On February 18 Bay Atlantic University and the Global Policy Institute held a joint event titled Can We Avoid a New Conflict in the Eastern Mediterranean?
The panelists included:
Ambassador Cagatay Erciyes, Director General for Bilateral Political & Maritime -Aviation-Border Affairs, Member of the Negotiation Team for Maritime Boundary Delimitation, Ministry of Foreign Affairs, Republic of Turkey
Arnold Dupuy, Adjunct Professor, Bay Atlantic University
Paul Michael Wihbey, Executive Director, Institute for the Geopolitics of Energy & Strategic Resources
Paolo von Schirach, President, Global Policy Institute and Chair of Political Science and International Relations, Bay Atlantic University, moderated the event.
Turkey, Greek Cypriots, Turkish Cypriots, Israel, Lebanon, Egypt, Greece and Libya share the Eastern Mediterranean. Russia has a naval presence.
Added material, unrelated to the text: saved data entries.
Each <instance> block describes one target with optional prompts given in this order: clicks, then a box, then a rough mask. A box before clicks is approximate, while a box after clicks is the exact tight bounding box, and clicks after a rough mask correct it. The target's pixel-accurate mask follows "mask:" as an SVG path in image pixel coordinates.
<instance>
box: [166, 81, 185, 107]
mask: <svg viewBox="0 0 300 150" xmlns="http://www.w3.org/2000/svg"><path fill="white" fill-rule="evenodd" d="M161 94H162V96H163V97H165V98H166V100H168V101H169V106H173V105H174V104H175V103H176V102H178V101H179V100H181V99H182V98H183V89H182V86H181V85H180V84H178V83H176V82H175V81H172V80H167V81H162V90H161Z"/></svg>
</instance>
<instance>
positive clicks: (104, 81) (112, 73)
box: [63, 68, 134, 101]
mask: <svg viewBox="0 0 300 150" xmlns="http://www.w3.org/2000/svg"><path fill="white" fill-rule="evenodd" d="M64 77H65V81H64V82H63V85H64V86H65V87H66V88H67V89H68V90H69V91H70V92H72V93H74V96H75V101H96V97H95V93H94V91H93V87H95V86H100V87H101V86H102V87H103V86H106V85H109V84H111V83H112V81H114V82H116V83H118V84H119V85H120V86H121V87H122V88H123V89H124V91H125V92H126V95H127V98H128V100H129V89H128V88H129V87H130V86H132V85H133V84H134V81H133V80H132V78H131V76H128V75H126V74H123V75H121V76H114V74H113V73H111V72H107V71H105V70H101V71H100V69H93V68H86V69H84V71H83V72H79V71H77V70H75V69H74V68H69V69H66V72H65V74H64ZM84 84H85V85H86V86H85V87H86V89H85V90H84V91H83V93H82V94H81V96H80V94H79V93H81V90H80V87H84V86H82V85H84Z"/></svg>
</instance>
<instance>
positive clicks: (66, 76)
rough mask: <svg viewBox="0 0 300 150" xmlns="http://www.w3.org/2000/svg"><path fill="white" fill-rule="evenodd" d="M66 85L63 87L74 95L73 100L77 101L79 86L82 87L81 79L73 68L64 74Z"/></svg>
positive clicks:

America, as the leader of the NATO Alliance, has enduring interests in preserving peace and stability in the region.
Ambassador Cagatay Erciyes, with the aid of several illustrative slides, explained how the potential for conflicts rests in part on lack of agreement on exclusive economic zones boundaries claimed by Greece and Turkey and by the discovery of considerable off shore energy resources, (mostly natural gas), near Cyprus, an island shared by Greek and Turkish Cypriots, whose final status has yet to be determined.
Both Arnold Dupuy and Paul Michael Wihbey argued that, as there are different interpretations of the applicable Law of the Sea held by different governments, the US, a key ally of both Turkey and Greece, should try to bring all the parties together with the goal of reaching mutually agreeable compromises. All the panelists agreed that compromises are possible. They further agreed that strong US leadership could make a real difference.